Processing files / Any AWK users?
[1/7] from: greggirwin::mindspring::com at: 18-Nov-2001 20:29
If I'm processing a file, by lines, thus:
foreach line read/lines/with file rec-sep [
It appears that foreach doesn't call read on each pass, but I thought I'd
ask to see if anyone knows, for certain.
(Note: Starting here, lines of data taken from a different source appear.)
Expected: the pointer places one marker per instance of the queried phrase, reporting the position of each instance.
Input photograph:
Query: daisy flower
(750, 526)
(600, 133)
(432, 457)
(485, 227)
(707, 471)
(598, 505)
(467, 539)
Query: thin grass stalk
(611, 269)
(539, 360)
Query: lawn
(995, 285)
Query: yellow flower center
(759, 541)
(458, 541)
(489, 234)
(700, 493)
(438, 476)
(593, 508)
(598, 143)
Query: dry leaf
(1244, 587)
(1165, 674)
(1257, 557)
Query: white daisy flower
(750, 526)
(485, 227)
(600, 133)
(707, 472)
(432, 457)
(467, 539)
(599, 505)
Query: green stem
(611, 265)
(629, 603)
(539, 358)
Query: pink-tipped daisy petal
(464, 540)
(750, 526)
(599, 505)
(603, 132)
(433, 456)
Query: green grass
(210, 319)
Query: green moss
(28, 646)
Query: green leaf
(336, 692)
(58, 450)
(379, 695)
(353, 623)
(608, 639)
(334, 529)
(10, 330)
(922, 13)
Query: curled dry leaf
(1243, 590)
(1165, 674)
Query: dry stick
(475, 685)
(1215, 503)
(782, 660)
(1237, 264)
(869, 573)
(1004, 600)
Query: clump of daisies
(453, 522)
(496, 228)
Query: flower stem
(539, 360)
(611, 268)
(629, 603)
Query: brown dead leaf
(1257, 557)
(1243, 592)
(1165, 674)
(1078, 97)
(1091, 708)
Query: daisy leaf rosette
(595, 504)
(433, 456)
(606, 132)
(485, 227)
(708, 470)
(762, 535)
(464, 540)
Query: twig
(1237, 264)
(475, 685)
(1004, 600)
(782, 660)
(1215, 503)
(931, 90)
I know you can modify the block
that foreach uses and it will see the changes, but I wasn't sure what magic
occurs in this scenario.
The real question, I suppose, is: Should I cache the return value from 'read
before using it with foreach, or is that unnecessary?
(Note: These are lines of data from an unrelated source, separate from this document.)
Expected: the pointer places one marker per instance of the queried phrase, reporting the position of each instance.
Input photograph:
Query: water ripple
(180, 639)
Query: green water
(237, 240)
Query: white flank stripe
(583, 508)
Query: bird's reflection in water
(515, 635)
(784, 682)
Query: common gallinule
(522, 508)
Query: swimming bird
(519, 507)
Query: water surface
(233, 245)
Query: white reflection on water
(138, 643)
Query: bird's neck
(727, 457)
As a side question, does anyone on the list use AWK or think that something
like it (i.e. an auto-driven rule/action file processor) would be useful?
--Gregg
[2/7] from: tomc:darkwing:uoregon at: 18-Nov-2001 21:00
On Sun, 18 Nov 2001, Gregg Irwin wrote:
> If I'm processing a file, by lines, thus:
> foreach line read/lines/with file rec-sep [
<<quoted lines omitted: 4>>
> The real question, I suppose, is: Should I cache the return value from 'read
> before using it with foreach, or is that unnecessary?
I do this alot, and have worked with the assumption that it is best
(metric: [walltime disk-io]) to read once at the beginning and write once
at the end, and use as many in-memory buffers as I need inbetween.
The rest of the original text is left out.